I’m pretty sure it’s speed + clean results. Getting a clean image out of Vray is just a lot faster than in Cycles. For animation Cycles is a nightmare. I love Cycles but it’s too slow right now. Noise and fireflies don’t help if you are in for a proffesional looking reel.
Congratulations ktysdal for your splendid character!!!
hi Alain. There were a few reasons. Personal projects like these are great opportunities to experiment and learn. So i very often end up changing rendering engine in the middle of these project just because I want to compare things like workflow and rendertimes.
I have quite a lot of experience with vray from my previous job. I used to use it together with C4d, and i’ve also done archviz in 3dsmax+vray. I purchased a standalone license for vray before christmas and I havn’t used it much until now, so it made perfect sense to production-test the blender-vray version on a real project.
With that said, i have quite alot of experience with cycles as well.
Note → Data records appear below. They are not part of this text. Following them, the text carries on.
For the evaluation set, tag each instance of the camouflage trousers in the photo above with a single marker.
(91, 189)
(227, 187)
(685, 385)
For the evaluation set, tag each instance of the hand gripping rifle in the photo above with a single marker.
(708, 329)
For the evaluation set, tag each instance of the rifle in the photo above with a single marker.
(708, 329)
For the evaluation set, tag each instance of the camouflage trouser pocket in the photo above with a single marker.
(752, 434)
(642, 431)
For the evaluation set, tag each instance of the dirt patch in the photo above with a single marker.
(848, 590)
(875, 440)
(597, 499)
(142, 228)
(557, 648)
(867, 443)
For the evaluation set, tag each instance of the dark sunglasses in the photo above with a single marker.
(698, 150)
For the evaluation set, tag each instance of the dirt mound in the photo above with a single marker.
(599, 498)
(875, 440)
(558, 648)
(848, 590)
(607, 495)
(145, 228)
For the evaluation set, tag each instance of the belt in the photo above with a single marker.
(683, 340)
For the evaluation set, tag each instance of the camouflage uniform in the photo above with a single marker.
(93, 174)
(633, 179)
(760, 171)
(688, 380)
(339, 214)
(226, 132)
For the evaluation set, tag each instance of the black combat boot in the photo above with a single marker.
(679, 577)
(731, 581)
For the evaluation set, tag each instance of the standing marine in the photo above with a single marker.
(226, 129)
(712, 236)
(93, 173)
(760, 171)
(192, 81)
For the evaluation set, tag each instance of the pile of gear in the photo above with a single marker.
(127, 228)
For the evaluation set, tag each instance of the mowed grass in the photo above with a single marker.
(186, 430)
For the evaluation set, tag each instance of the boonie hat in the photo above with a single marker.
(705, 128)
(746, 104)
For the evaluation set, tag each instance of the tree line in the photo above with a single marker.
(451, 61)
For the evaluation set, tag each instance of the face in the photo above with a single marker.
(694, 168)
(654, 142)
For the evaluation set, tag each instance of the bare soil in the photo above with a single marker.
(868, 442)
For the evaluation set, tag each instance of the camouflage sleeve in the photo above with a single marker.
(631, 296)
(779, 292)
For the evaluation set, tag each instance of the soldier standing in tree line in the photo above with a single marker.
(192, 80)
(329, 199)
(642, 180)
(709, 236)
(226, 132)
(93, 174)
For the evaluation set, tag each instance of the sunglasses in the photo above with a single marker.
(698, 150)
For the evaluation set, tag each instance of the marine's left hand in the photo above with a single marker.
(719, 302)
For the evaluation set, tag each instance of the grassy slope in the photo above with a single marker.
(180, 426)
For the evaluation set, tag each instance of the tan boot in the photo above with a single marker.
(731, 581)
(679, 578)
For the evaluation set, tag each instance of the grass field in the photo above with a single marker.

Most of my personal projects since 2011 has been done in cycles (+ i was part of the renderteam on TOS).
btw, the beard + hairdo was rendered in cycles and composited. The smoke was BI.
but as onnevan said, vray is faster then cycles (on CPU). Simple as that. There are of course pros and cons to both, and both are good.
Nice Character!!
About the comparison between cycles and vray, have you tried to compare both engines under linux? I have noticed that, Cycles is much more faster under linux.
So is V-Ray or any other rendering engine under linux. That’s why serious render farms use linux.
The huge advantage of V-Ray always was it’s way of separating Primary Bounces and secondary. Meaning you could have brute force for the primary bounce and get very good detail for displacements etc and have a biased technique ( Irradiance/Light Cache ) for the more time expensive secondary bounces ( that is why cycles is slower )
In big exterior production environments with lots of details evenly distributed throughout the scene ( displacements,hair,smoke,dof,etc) Cycles would give better and faster results because of integration and nodes. That’s also the reason why Arnold is used today on the majority of VFX scenes.
For Architectural Visualization ( indoor mostly ) where there usually are large flat areas ( more or less ) V-Ray is no doubt king !
hmm… i think you’re right (even i usually call them spec-maps). I’ll probably do a revision of the reel within a couple of weeks. i’ll try to remember to change it.